The biggest political rival to President Robert Mugabe, who came to power
more than two decades ago, Tsvangirai says his opposition Movement for
Democratic Change (MDC) will press on for electoral reforms ahead of the
elections in March.

"We want to participate in the elections but we are very sceptical about
putting legitimacy to a process which is flawed. Hence our demands that the
playing field be levelled," he told AFP in an interview.

"Hopefully at the end, when these standards are achieved, it will give us
sufficient confidence to participate."

Mugabe's Zimbabwe African National Union - Patriotic Front government has
imposed a slew of laws that may drastically limit the MDC's hopes of being
on a par with the ruling party during the run-up to the elections and on
polling day.

The MDC does not have access to any broadcasting media and the government
has closed down three independent newspapers.

No public meetings or election rallies can be staged without police
permission.

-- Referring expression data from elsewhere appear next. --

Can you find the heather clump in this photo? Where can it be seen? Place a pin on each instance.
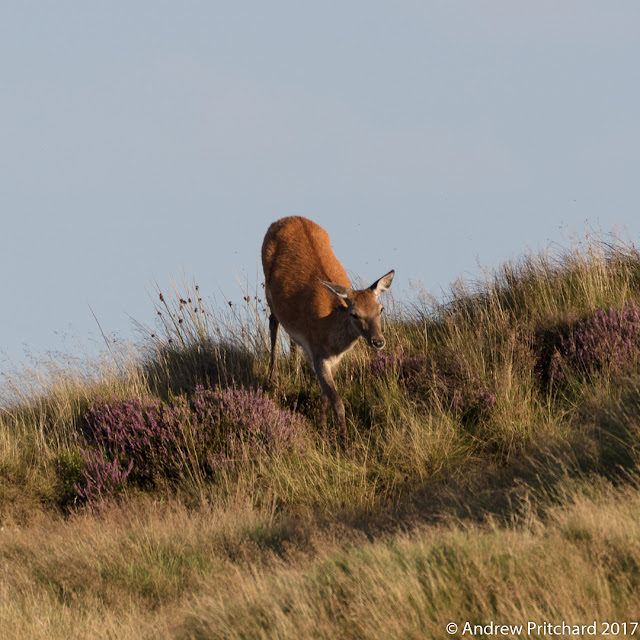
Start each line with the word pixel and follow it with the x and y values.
pixel 146 443
pixel 608 340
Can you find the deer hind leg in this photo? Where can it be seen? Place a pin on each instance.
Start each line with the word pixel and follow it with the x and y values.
pixel 329 394
pixel 273 363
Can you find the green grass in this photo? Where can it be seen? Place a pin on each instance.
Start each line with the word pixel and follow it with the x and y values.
pixel 475 486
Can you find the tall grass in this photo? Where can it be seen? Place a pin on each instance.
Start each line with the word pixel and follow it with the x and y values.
pixel 493 425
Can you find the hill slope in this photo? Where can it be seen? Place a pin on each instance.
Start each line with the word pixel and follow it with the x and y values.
pixel 490 473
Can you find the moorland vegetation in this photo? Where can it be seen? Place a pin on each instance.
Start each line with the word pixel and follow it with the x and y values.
pixel 491 474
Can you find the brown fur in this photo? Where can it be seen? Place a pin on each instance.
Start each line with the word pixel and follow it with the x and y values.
pixel 309 293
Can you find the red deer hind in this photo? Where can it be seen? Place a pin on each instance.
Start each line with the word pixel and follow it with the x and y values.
pixel 310 295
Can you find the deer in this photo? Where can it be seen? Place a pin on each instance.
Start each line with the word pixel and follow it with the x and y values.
pixel 309 293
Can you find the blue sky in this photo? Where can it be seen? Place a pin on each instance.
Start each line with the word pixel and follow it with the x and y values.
pixel 142 139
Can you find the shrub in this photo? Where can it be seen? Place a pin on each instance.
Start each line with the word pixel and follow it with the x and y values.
pixel 608 340
pixel 146 442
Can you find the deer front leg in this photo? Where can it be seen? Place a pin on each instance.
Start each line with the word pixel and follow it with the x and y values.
pixel 329 394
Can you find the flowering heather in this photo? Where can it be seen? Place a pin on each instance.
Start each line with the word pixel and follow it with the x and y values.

Anyone can be arrested if authorities believe they "threaten
state security" and can be detained for up to 23 days without charges being
brought.

Tsvangirai, a former secretary general of the powerful Zimbabwe Congress of
Trade Unions, launched the MDC in September 1999.

In general elections a year later, the nascent party took almost half the
seats in parliament, posing the first real challenge to Mugabe's hold on
power.

Since then Zimbabwe has spiralled into political, social and economic chaos,
fuelled largely by Mugabe's controversial land reforms programme and
sky-high unemployment and inflation.

In 2002, Tsvangirai lost the presidential polls which were slammed by
international rights groups as unfair and is challenging the outcome in
court.

In the meantime, he also faces treason charges for allegedly plotting to
eliminate Mugabe. If convicted, he can be sentenced to death.

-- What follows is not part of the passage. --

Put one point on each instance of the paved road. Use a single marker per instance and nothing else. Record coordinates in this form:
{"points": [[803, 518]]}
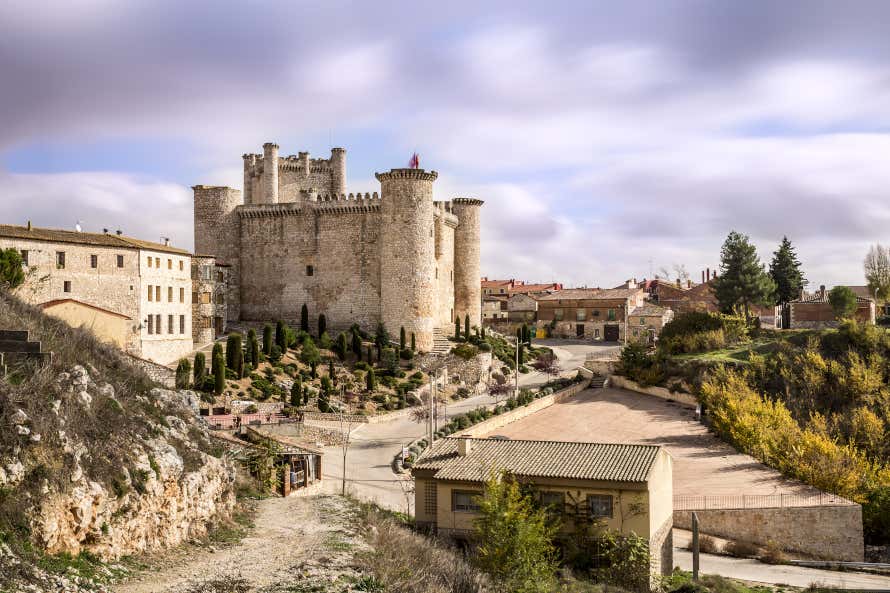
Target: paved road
{"points": [[369, 475]]}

The verdict was due to be handed down next week but the state has postponed
it indefinitely without giving a reason.

He however remains unfazed.

A relaxed Tsvangirai said: "It's a political trial and one has to hope for
the best and prepare for the worst. I'm anxious, but not scared," and
repeated a call for some pre-conditions to be met before the next elections.

He wants guarantees against voter intimidation or manipulation of the
electoral roll, an independent electoral commission and access to public
media for all.

"There is a lot of international pressure. Let's hope the next election will
be sufficiently free and fair to produce a legitimate outcome," he said.

But the going may be tougher.

"I wouldn't be as optimistic as Mr Tsvangirai. If these laws are not
changed, the elections will never be free and fair," said political analyst
John Makumbe from the University of Zimbabwe.

"An election is a process and it takes months and months. Whether it's free
and fair relates to the whole process of electioneering, not just the voting
day."

Zimbabwe last month announced plans to change the current electoral system
and appoint an electoral commission "independent of government".

It said it would hold elections on one day instead of two, would replace
wooden ballot boxes with translucent ones and would do the counting at
voting stations.

And Mugabe this week pledged electoral reforms to make voting more
transparent. He called for peaceful elections and urged the police to take
strong action against "illegal activities" during campaigning.

"I wish to strongly warn those who are bent on indulging in violent and any
other illegal activities, with the view of tarnishing the country's image,
that the full wrath of the law will descend upon them," Mugabe said.